# Lucid Dreaming > Attaining Lucidity > Meditation >  >  Sati: An Eastern Concept of Awareness

## sisyphus

_Sati_ is a Pali word from Buddhist practice. It is translated as "awareness," but it has a more specific meaning when examined closely. It is a fundamental aspect of meditation as well as Eastern meta-physics. It is really quite simple, but it might seem unfamiliar to a Western audience. I will attempt to describe it in the plainest terms.

*Point 1: Consciousness is a subjective experience.*
Consciousness is the totality of your experience. It is subjective because you experience it from your own point of view. But delving deeper, we might claim that your experience of all things exist _within_ your consciousness; or in other words, you cannot observe anything outside your consciousness. However, this is not solipsism or nihilism; it does not deny that things exists. It only claims that your ability to perceive and experience things resides within your consciousness, and thus any resulting perceptions or experiences also happen within your consciousness.

*Point 2: Consciousness is not the equivalent of mind-body.*
We tend to conceptualize our self as a mind and body. It is tempting to equate self with consciousness, and thus to equal mind-body with consciousness. But this is incorrect. (Going further, it is also fallacious to equate self with mind-body, but that is another topic.) If consciousness was the equivalent of mind-body, then it could not include relationships with things external to the mind and body. But the totality of our experience does indeed include those relationships. Thus, consciousness must be broader than mind and body.
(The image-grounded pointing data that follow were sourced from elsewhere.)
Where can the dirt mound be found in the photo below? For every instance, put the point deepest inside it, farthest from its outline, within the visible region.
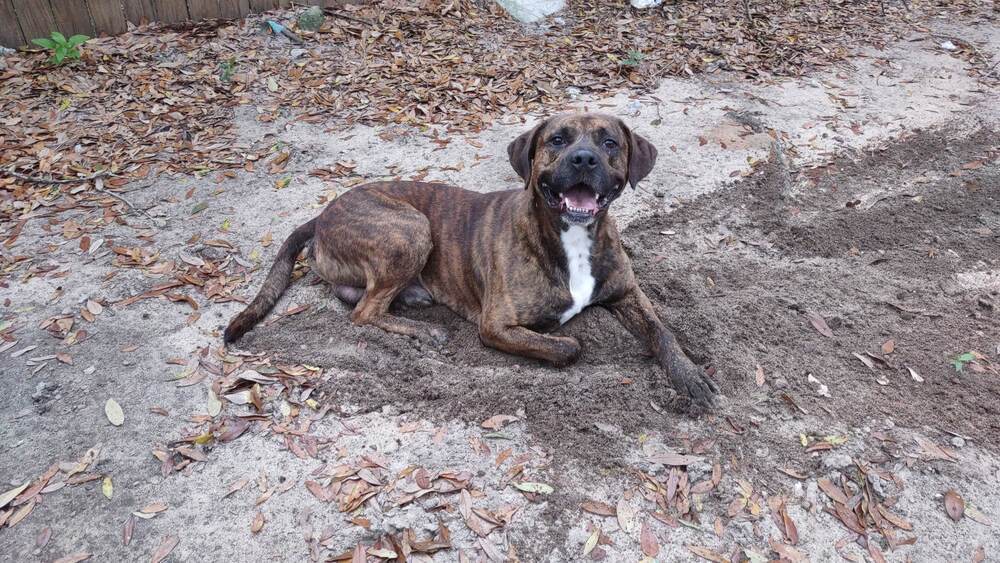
(872, 245)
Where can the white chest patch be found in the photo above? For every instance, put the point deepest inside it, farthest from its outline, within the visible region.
(576, 244)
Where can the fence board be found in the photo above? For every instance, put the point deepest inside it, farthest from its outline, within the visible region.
(203, 9)
(35, 17)
(72, 17)
(139, 11)
(10, 30)
(233, 9)
(108, 16)
(171, 11)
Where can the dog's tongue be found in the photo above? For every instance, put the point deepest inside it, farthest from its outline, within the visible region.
(580, 198)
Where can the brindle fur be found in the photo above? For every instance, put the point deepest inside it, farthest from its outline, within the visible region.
(495, 258)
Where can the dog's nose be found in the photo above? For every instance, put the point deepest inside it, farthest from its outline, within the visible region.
(582, 159)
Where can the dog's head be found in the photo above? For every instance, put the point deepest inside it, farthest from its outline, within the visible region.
(578, 163)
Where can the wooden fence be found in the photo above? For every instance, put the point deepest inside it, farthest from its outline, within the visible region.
(23, 20)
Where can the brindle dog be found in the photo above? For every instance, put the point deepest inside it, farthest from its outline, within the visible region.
(517, 263)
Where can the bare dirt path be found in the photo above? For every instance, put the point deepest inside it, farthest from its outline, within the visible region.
(876, 221)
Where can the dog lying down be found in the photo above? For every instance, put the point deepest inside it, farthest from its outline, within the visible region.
(517, 263)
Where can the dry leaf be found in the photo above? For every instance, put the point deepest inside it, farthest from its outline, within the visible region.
(626, 515)
(647, 540)
(954, 505)
(128, 529)
(496, 422)
(599, 508)
(591, 542)
(114, 412)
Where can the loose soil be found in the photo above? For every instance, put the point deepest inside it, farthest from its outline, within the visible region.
(872, 243)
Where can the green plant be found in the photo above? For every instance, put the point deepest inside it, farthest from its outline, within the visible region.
(960, 361)
(227, 69)
(634, 58)
(62, 49)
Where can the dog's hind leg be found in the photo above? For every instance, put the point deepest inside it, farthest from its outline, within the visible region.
(390, 270)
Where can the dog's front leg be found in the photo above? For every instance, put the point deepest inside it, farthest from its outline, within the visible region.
(636, 313)
(518, 340)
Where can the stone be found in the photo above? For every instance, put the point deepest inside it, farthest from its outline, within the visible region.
(837, 460)
(529, 11)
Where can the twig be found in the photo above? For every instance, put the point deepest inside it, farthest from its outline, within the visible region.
(43, 180)
(332, 12)
(96, 177)
(99, 186)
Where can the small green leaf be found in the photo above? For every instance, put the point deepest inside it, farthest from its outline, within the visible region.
(963, 359)
(529, 487)
(44, 42)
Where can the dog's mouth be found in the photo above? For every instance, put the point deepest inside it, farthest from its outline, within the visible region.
(579, 201)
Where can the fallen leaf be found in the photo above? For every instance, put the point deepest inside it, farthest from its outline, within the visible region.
(626, 515)
(11, 494)
(153, 508)
(674, 459)
(114, 412)
(591, 542)
(128, 529)
(214, 404)
(706, 553)
(529, 487)
(647, 540)
(832, 491)
(954, 505)
(496, 422)
(599, 508)
(865, 360)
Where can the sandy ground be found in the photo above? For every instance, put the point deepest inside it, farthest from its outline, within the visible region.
(880, 215)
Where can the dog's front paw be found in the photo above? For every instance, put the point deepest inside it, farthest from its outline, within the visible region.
(690, 381)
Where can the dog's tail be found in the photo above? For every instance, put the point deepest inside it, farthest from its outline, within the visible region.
(274, 285)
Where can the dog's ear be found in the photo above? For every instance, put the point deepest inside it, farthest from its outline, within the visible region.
(521, 151)
(641, 156)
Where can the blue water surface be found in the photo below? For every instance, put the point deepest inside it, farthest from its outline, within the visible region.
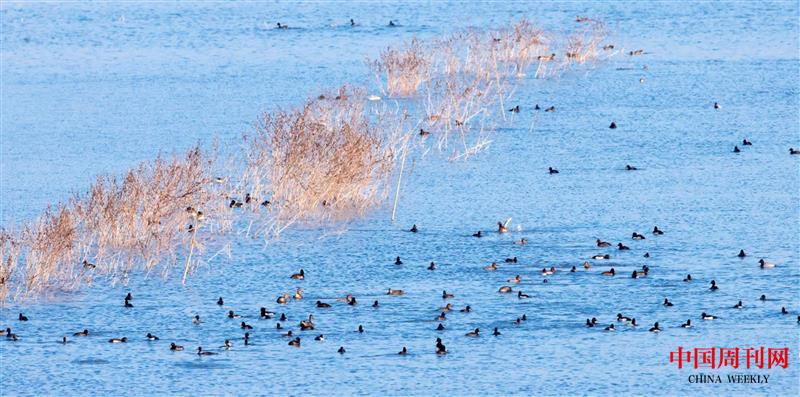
(91, 88)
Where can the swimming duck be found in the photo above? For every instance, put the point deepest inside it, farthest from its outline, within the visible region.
(396, 292)
(602, 244)
(321, 304)
(655, 328)
(201, 352)
(440, 347)
(705, 316)
(501, 228)
(764, 264)
(306, 325)
(282, 299)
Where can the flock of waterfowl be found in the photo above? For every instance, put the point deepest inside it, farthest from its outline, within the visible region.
(308, 324)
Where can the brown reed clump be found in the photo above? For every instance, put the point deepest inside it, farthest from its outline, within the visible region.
(119, 225)
(10, 249)
(404, 68)
(325, 161)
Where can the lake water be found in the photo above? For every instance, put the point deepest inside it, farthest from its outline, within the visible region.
(92, 89)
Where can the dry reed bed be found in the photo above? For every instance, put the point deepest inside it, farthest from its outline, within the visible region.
(326, 161)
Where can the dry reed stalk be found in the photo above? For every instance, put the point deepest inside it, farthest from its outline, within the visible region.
(404, 68)
(324, 162)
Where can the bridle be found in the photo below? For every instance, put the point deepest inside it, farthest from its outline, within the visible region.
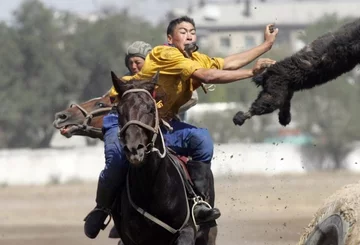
(88, 117)
(154, 130)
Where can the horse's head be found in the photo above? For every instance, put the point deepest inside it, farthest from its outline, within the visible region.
(138, 117)
(83, 119)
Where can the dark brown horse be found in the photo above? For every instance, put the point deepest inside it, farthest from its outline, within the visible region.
(155, 206)
(83, 119)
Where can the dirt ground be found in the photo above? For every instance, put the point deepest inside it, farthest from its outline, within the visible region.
(256, 210)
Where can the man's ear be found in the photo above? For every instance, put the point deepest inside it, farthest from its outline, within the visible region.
(155, 78)
(119, 85)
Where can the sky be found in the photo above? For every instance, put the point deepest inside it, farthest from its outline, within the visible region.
(152, 10)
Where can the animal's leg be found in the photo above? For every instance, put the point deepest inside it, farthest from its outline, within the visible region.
(186, 236)
(265, 103)
(284, 113)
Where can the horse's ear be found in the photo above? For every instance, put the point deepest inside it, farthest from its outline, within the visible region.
(119, 84)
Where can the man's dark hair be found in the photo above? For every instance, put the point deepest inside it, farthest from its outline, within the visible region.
(177, 21)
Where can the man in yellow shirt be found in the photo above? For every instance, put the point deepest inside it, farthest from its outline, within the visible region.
(179, 76)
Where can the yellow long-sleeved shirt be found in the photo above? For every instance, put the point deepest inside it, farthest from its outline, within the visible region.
(174, 78)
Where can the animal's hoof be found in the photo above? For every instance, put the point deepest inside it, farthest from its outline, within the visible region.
(284, 118)
(239, 118)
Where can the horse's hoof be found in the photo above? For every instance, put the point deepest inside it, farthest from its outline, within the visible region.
(239, 118)
(113, 233)
(284, 118)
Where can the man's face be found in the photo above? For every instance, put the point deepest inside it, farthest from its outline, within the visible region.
(135, 64)
(184, 33)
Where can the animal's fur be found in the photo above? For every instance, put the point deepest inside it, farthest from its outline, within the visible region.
(323, 60)
(345, 203)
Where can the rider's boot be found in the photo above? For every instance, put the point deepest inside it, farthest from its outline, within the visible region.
(201, 176)
(95, 220)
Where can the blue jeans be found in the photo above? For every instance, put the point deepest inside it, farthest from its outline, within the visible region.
(185, 139)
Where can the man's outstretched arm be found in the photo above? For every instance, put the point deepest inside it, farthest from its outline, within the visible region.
(236, 61)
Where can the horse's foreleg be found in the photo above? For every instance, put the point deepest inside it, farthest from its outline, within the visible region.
(186, 236)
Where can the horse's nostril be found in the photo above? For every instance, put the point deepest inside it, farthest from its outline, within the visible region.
(61, 116)
(140, 146)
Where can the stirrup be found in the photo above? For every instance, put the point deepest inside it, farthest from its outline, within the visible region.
(105, 210)
(196, 201)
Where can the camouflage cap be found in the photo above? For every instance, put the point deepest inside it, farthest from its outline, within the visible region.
(138, 49)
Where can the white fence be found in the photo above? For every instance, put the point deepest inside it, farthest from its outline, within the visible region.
(81, 163)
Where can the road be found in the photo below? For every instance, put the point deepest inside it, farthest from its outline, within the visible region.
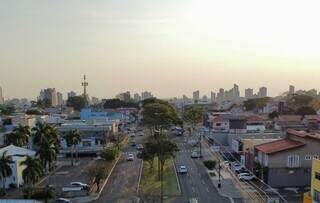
(123, 182)
(195, 184)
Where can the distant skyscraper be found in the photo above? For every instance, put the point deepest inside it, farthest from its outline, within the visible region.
(221, 95)
(1, 96)
(136, 97)
(196, 96)
(263, 92)
(71, 94)
(291, 89)
(249, 93)
(49, 94)
(59, 99)
(236, 92)
(213, 96)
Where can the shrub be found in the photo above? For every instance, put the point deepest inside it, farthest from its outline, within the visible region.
(210, 164)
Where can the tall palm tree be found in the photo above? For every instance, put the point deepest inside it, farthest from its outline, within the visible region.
(47, 152)
(33, 171)
(5, 169)
(73, 138)
(19, 137)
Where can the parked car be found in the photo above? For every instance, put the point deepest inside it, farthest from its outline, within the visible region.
(62, 200)
(183, 169)
(130, 157)
(195, 154)
(245, 177)
(139, 147)
(80, 184)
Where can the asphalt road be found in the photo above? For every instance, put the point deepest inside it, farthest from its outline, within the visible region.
(195, 184)
(123, 182)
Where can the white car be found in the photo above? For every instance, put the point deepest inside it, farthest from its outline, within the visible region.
(245, 177)
(183, 169)
(130, 157)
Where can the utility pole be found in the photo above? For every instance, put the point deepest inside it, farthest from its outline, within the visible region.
(85, 84)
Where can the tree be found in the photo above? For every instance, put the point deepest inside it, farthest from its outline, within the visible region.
(33, 171)
(5, 169)
(77, 102)
(73, 138)
(19, 137)
(306, 110)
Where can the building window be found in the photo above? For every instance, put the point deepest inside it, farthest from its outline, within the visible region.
(317, 175)
(293, 161)
(308, 157)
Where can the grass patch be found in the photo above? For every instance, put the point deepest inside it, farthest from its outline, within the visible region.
(150, 185)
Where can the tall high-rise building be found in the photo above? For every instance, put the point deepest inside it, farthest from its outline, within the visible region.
(146, 95)
(213, 96)
(1, 96)
(236, 92)
(71, 94)
(49, 94)
(59, 99)
(248, 93)
(263, 92)
(291, 89)
(196, 95)
(221, 95)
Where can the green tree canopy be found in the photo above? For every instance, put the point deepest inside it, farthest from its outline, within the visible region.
(77, 102)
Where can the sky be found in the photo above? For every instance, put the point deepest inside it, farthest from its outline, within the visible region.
(169, 47)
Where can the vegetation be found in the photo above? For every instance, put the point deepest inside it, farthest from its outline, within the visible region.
(109, 154)
(46, 140)
(5, 169)
(210, 164)
(117, 103)
(305, 110)
(19, 136)
(77, 102)
(73, 138)
(256, 104)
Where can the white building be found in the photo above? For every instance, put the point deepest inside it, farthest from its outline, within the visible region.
(18, 155)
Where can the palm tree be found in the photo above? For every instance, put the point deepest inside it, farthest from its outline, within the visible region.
(19, 137)
(33, 171)
(73, 138)
(47, 152)
(5, 169)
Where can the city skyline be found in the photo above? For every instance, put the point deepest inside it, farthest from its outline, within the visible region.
(173, 49)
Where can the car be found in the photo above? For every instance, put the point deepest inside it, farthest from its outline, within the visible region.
(183, 169)
(130, 157)
(195, 154)
(193, 200)
(139, 147)
(245, 177)
(79, 184)
(62, 200)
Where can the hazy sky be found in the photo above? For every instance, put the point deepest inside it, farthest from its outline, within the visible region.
(169, 47)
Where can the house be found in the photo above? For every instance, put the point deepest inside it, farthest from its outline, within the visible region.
(94, 135)
(287, 162)
(18, 155)
(312, 122)
(284, 122)
(314, 194)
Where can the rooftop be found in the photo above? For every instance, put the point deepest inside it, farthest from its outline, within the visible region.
(279, 145)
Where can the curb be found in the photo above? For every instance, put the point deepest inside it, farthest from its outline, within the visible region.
(175, 171)
(141, 167)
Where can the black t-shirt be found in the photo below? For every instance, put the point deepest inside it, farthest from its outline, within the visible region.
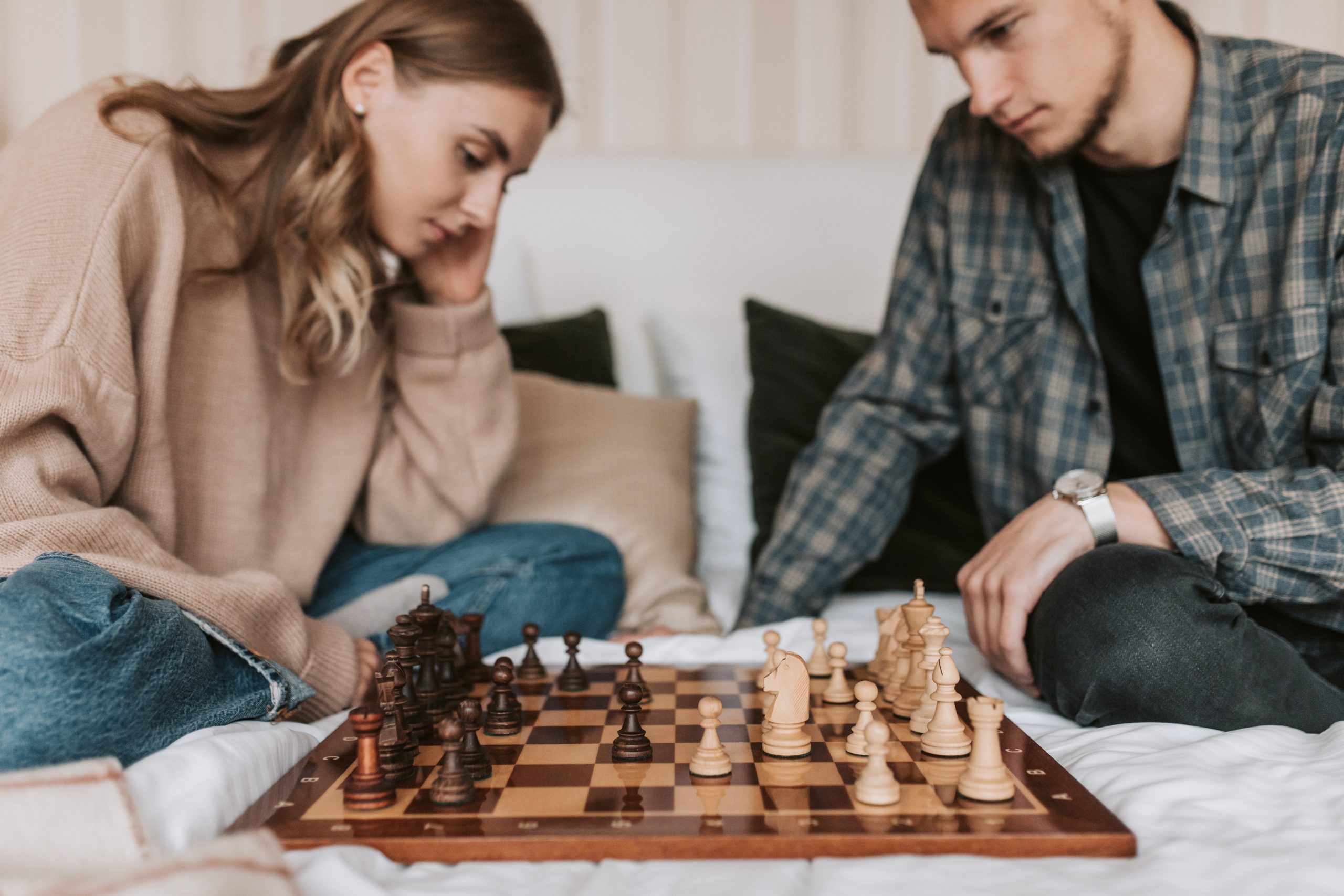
(1122, 210)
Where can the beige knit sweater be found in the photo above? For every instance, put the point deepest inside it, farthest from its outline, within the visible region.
(144, 424)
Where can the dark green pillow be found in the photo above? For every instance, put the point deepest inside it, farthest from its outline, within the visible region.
(796, 366)
(573, 349)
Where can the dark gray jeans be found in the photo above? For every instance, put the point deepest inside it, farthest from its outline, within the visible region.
(1128, 633)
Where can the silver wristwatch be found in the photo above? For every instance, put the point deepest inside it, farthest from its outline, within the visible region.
(1088, 491)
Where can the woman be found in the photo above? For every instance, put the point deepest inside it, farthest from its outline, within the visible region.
(249, 364)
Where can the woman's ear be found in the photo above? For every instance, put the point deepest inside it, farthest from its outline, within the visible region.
(369, 77)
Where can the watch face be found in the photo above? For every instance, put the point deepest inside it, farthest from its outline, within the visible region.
(1079, 484)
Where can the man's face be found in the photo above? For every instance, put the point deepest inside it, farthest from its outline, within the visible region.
(1047, 71)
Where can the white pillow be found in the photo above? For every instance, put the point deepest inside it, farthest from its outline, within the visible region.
(705, 358)
(510, 277)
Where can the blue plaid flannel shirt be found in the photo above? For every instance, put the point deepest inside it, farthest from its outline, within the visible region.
(990, 335)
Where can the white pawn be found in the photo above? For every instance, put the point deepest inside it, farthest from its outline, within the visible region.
(985, 777)
(947, 736)
(710, 760)
(772, 655)
(819, 666)
(877, 784)
(867, 695)
(838, 690)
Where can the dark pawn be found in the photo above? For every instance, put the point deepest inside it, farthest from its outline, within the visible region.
(634, 676)
(455, 785)
(512, 698)
(474, 671)
(404, 636)
(474, 755)
(368, 787)
(428, 618)
(573, 678)
(393, 661)
(531, 668)
(394, 754)
(503, 718)
(631, 743)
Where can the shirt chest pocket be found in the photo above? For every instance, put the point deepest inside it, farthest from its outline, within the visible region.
(999, 327)
(1266, 374)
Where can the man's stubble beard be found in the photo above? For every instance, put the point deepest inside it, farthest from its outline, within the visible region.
(1116, 83)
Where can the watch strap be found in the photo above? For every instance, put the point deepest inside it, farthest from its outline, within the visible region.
(1101, 518)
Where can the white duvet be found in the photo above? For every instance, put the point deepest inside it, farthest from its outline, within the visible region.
(1251, 812)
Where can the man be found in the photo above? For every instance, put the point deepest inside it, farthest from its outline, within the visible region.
(1121, 282)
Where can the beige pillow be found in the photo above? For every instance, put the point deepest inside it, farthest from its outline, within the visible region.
(622, 465)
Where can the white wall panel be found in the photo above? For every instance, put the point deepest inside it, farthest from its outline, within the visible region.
(643, 76)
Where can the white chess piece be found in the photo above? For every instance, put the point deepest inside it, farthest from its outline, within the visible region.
(881, 662)
(934, 633)
(985, 777)
(710, 760)
(790, 712)
(838, 690)
(867, 695)
(899, 660)
(877, 784)
(947, 736)
(917, 612)
(772, 655)
(819, 666)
*Point 3: Awareness (sati) is the relationship between consciousness and mind-body.*
Since consciousness is not equivalent to mind-body, they are distinct. But they are not totally separate either; they are all related. Since they are related, we can examine that relationship. What is that relationship? Going back to the first point, consciousness is the totality of experience. So, the relationship between consciousness and anything else is merely your ability to notice, subjectively, that some thing is present _within_ your experience. _Sati_ is the particular awareness of mind-body -- specifically, that mind-body exists within consciousness, not separate nor equivalent.

*Conclusion*
Following from the above theory, awareness is not internal to the mind. Awareness is not concentration on a particular object, sense, or activity of the mind. Awareness is the act of noticiting what the mind is doing in the present. _Sati_ is the understanding that the mind itself is an object that can be examined within consciousness. Similarly, the body can be examined, and other things too. And extending further, one can examine the relationships of mind-body, mind-other, and body-other. For this act of examining, the mind is the tool, but not the totality.

----------